ブラジル最大の石油採掘会社ペトロブラスで、会計監査委員会が経営審議委員会に負債を減らすよう要請するという異例の事態が起きたと15日付エスタード紙が報じた。
11日付本頁でも報じたように、米国の経済通信社ブルームバーグの最新データによると、ペトロブラスは「世界で最も資産価値の高い企業500傑」の121位。ここ12カ月間の株価総額は前年比34・4%落ち、株価総額が最も落ちた上位10社中のワースト2位に位置づけられた。
ペトロブラスの株価は下落傾向が続き、14日の株価は前日比2・18%下げた。株価下落は今月だけで6・54%で、今年の累積では24・08%に上る。
こういった事態を重く見た会計監査委員会は2月25日の委員会で、経営審議会に対して、このままの状態が続いて格付ランキングが下がれば、融資枠が減り、金利も高くなるとの忠告付きで負債削減要請を行った。
この要請は14日発表の議事録に記載されているが、同種の要請が公的文書に記載されるのは極めて稀で、会計監査委員会内の負債急増への懸念拡大が窺われる。2013年の負債額は利息や税金、減価償却分を引く前の収益(EBITDA)の3・5倍で、内部目標の2・5倍を上回った。
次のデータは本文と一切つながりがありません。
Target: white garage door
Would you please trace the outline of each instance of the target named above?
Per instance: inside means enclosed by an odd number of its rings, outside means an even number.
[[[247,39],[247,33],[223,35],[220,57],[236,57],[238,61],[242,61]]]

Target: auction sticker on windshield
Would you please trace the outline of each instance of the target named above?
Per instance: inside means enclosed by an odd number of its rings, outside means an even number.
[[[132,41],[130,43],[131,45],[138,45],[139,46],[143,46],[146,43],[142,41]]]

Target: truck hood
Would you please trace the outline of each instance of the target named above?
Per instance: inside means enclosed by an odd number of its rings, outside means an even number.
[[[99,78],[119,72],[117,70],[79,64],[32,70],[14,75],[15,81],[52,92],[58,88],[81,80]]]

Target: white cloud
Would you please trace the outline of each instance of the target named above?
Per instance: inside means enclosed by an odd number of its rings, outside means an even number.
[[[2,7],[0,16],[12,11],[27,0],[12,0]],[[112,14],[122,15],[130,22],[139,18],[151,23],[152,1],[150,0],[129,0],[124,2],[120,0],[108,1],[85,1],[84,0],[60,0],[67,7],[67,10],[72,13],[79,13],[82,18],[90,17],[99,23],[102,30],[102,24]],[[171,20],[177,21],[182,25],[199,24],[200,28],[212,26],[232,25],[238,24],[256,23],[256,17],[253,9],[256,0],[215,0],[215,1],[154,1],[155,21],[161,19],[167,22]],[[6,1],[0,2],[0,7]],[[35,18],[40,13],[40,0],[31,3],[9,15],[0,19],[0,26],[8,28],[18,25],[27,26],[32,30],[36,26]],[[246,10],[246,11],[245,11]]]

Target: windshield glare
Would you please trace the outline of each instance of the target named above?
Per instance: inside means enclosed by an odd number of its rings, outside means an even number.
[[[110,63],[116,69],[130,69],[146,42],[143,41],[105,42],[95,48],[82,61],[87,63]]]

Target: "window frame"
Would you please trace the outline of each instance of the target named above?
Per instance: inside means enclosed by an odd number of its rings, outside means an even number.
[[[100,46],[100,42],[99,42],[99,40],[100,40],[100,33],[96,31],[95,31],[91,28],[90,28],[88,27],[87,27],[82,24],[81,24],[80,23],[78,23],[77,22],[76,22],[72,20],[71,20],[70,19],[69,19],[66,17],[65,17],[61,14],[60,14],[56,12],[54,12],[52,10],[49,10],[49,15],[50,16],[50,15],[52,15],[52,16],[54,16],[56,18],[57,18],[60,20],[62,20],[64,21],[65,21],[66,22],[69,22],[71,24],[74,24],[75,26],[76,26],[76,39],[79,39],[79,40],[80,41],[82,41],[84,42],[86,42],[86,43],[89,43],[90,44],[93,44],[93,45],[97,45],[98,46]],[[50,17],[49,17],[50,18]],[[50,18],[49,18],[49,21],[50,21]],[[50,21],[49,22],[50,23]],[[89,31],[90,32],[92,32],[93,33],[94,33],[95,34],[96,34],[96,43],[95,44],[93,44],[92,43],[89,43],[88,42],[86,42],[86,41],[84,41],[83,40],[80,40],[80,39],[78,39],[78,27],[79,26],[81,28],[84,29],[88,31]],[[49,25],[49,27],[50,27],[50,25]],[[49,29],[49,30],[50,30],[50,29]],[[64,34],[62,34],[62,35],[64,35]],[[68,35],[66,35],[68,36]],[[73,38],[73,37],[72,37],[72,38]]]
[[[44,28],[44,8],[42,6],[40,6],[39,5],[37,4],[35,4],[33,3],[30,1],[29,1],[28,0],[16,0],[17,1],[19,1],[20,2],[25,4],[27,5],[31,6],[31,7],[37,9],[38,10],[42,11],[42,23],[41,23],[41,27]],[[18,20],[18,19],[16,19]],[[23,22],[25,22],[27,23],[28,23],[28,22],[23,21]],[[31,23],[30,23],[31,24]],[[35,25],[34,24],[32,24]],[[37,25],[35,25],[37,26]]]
会計監査委員会最大の懸念は、収益が伸び悩む中でも投資を増やせと圧力がかかり、経営原則から外れた経営が行われている事だ。
ペトロブラスの減収や負債増は、政府のインフレ対策でガソリン価格はインフレ以下の調整だった上、国際価格高騰時も輸入した品を相場以下で販売させられた事、採掘用プラットホームの納品や起動開始の遅れ、生産量低下などが原因だ。
2月23日付エスタード紙によると、13年の岩塩層下油田からの採掘量は日産40万バレルに達したが、国内最大の採掘量を誇るカンポス油田では原油と共に大量の水が採掘されて生産性が落ち、岩塩層下の原油採掘量を上回る減産となっているという。
国内の採掘量の80%を占めるカンポス油田では、1バレルの原油採掘で1バレルの水が上がってきており、生産性低下が予想以上に深刻だ。水の大量採掘は、新油田開発のための投資の不足や油田の衰退、採掘量の調整などの運営方針が不適切なために原油採掘が適正速度を上回り、油田内に水が流入した事などが原因とされている。昨年8月の水採掘量は油採掘量を上回ってもいた。
同社ではここ2年間のカンポス油田の自然衰退は10%以下というが、HSBCは、ペトロブラスは12%の自然衰退を前提に事業計画を立てているが、カンポス油田は2011年と12年に19%、13年も16%衰退しているという。